I've been looking deeper into this prompted by a PM from xrg who warned me not to invest the effort patching before checking that Postgres can still make use of the index when the query gets as complex as is used in A2B. The query I've been working on improving tonight is (the actual digits used have been obscured):
Code:
SELECT tariffgroupname, lcrtype, idtariffgroup, cc_tariffgroup_plan.idtariffplan, tariffname, destination,
cc_ratecard.id, dialprefix, destination, buyrate, buyrateinitblock, buyrateincrement, rateinitial, initblock, billingblock,
connectcharge, disconnectcharge, stepchargea, chargea, timechargea, billingblocka, stepchargeb, chargeb,
timechargeb, billingblockb, stepchargec, chargec, timechargec, billingblockc,
cc_tariffplan.id_trunk AS tp_id_trunk, tp_trunk.trunkprefix AS tp_trunk, tp_trunk.providertech AS tp_providertech,
tp_trunk.providerip AS tp_providerip, tp_trunk.removeprefix AS tp_removeprefix,
cc_ratecard.id_trunk AS rc_id_trunk, rt_trunk.trunkprefix AS rc_trunkprefix, rt_trunk.providertech AS rc_providertech,
rt_trunk.providerip AS rc_providerip, rt_trunk.removeprefix AS rc_removeprefix,
musiconhold,
tp_trunk.failover_trunk AS tp_failover_trunk,
rt_trunk.failover_trunk AS rt_failover_trunk,
tp_trunk.addparameter AS tp_addparameter_trunk,
rt_trunk.addparameter AS rt_addparameter_trunk,
id_outbound_cidgroup,
freetimetocall_package_offer, freetimetocall, packagetype, billingtype, startday, id_cc_package_offer
FROM cc_tariffgroup
RIGHT JOIN cc_tariffgroup_plan ON cc_tariffgroup.id=3
INNER JOIN cc_tariffplan ON (cc_tariffplan.id=cc_tariffgroup_plan.idtariffplan )

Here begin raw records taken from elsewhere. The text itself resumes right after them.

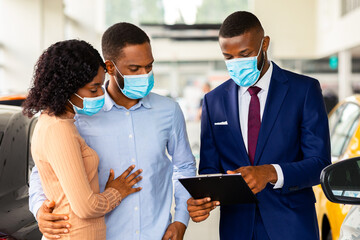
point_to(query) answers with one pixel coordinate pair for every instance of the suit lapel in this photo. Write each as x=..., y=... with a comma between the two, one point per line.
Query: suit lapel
x=231, y=106
x=277, y=91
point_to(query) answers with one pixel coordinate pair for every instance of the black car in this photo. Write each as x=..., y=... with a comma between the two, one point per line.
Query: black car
x=16, y=221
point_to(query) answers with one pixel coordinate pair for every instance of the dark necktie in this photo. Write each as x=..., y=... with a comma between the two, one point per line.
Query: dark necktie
x=254, y=122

LEFT JOIN cc_ratecard ON cc_ratecard.idtariffplan=cc_tariffplan.id
LEFT JOIN cc_trunk AS rt_trunk ON cc_ratecard.id_trunk=rt_trunk.id_trunk
LEFT JOIN cc_trunk AS tp_trunk ON cc_tariffplan.id_trunk=tp_trunk.id_trunk
LEFT JOIN cc_package_offer ON cc_package_offer.id=cc_tariffgroup.id_cc_package_offer
WHERE (dialprefix=SUBSTRING('923XXXXXXX',1,length(dialprefix)) OR dialprefix='defaultprefix')
AND startingdate<= CURRENT_TIMESTAMP AND (expirationdate > CURRENT_TIMESTAMP OR expirationdate IS NULL OR LENGTH(expirationdate)<5)
AND startdate<= CURRENT_TIMESTAMP AND (stopdate > CURRENT_TIMESTAMP OR stopdate IS NULL OR LENGTH(stopdate)<5)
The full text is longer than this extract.